Gefängnisse voller Schleuser

Emilia Müller. Bild: Hartl

Nicht nur die Zahl der Asylbewerber steigt. Auch die Zahl derer, die Menschen illegal nach Deutschland bringen. Die Zahl der inhaftierten Schleuser hat eine neuen Rekord erreicht.

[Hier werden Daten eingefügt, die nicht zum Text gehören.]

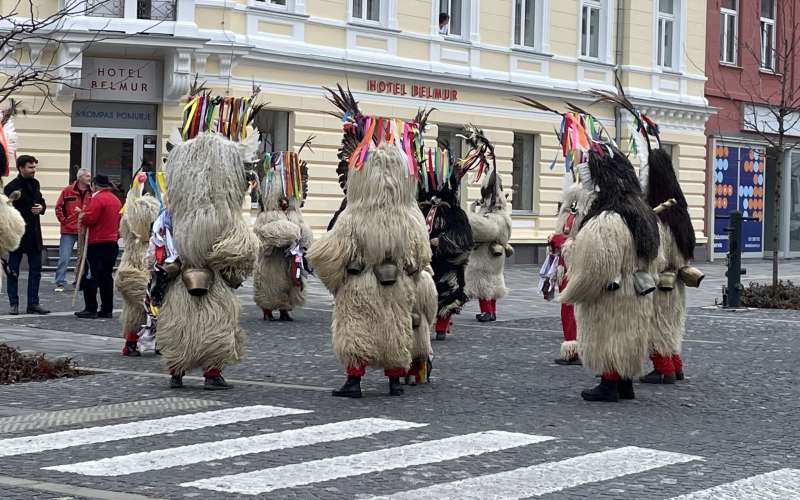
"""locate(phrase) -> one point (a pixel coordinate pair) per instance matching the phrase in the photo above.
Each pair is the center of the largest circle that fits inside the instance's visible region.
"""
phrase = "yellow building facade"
(396, 57)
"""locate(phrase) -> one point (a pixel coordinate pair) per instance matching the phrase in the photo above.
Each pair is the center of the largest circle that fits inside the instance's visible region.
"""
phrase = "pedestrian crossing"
(286, 474)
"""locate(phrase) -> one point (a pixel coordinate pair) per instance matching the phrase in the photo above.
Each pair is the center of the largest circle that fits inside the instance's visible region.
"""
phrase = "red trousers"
(361, 369)
(568, 322)
(488, 305)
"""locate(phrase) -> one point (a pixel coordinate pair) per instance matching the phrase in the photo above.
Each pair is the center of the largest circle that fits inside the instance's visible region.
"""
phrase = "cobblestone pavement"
(498, 420)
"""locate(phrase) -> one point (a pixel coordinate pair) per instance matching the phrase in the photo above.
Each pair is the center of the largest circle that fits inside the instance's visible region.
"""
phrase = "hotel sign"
(132, 80)
(416, 90)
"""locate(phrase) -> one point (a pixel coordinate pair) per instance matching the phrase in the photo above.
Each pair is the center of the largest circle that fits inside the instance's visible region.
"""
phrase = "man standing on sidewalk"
(31, 205)
(71, 202)
(101, 219)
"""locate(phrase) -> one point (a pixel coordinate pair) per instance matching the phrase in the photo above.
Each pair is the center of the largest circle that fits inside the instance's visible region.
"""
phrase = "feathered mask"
(363, 132)
(230, 117)
(284, 170)
(642, 130)
(578, 134)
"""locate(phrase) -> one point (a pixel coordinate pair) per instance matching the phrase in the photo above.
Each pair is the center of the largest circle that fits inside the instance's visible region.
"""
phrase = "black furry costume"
(451, 242)
(620, 192)
(663, 185)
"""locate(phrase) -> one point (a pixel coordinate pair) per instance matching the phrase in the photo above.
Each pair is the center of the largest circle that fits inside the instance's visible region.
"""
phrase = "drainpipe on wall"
(620, 24)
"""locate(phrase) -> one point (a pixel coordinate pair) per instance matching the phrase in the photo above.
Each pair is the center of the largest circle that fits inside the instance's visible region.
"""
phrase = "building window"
(590, 28)
(157, 10)
(367, 10)
(525, 18)
(667, 23)
(452, 15)
(768, 34)
(523, 172)
(728, 26)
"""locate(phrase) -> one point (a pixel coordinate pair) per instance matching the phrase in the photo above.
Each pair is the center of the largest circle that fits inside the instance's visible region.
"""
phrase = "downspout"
(620, 27)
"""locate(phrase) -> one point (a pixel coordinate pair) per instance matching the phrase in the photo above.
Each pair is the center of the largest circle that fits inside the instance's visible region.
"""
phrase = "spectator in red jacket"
(70, 204)
(101, 219)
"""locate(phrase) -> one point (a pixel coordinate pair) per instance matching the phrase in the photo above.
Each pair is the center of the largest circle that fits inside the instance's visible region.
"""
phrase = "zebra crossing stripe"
(549, 477)
(317, 471)
(103, 434)
(777, 485)
(217, 450)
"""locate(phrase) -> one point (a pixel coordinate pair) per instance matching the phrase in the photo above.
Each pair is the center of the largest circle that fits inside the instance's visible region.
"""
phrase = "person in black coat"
(31, 205)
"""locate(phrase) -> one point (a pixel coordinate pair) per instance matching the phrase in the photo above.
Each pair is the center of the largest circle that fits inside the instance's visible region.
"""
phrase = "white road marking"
(316, 471)
(742, 317)
(778, 485)
(549, 477)
(103, 434)
(218, 450)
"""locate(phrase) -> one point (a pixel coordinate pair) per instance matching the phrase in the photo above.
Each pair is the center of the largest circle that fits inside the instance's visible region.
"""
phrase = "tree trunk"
(776, 218)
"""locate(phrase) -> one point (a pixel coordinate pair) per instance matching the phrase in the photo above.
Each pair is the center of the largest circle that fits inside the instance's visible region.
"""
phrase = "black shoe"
(485, 317)
(606, 391)
(37, 309)
(350, 389)
(655, 377)
(625, 389)
(395, 389)
(131, 349)
(216, 383)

Mit der Zahl der Asylbewerber ist auch die Zahl der festgenommenen Menschenschmuggler drastisch angestiegen. Nach Angaben von Justizminister Winfried Bausback, wurden heuer bis einschließlich Montag bereits 515 Schleuser inhaftiert. 2014 waren es im gesamten Jahr 81, 2013 sogar nur 13. "Das ist eine Dimension, die einen fast ein wenig erschaudern lässt", sagte Staatskanzleichef Marcel Huber nach einer Kabinettssitzung in München. Die teils komplexen Verfahren bedeuteten für die Justiz eine zusätzliche Belastung.

Huber kündigte die rasche Umsetzung der Pläne an. "Wir können mit den neuen Maßnahmen nicht bis zum Winter warten", sagte er. In der kalten Jahreszeit wolle man die Unterbringung von Flüchtlingen in Zelten vermeiden. In einer ehemaligen Kaserne in Manching bei Ingolstadt sollen deshalb noch im August 500 Plätze für Balkanflüchtlinge geschaffen werden. Für eine zweite Einrichtung würden Standorte in Niederbayern und in Schwaben geprüft. Auch das werde zeitnah abgeschlossen, es werde keine monatelangen Verhandlungen geben.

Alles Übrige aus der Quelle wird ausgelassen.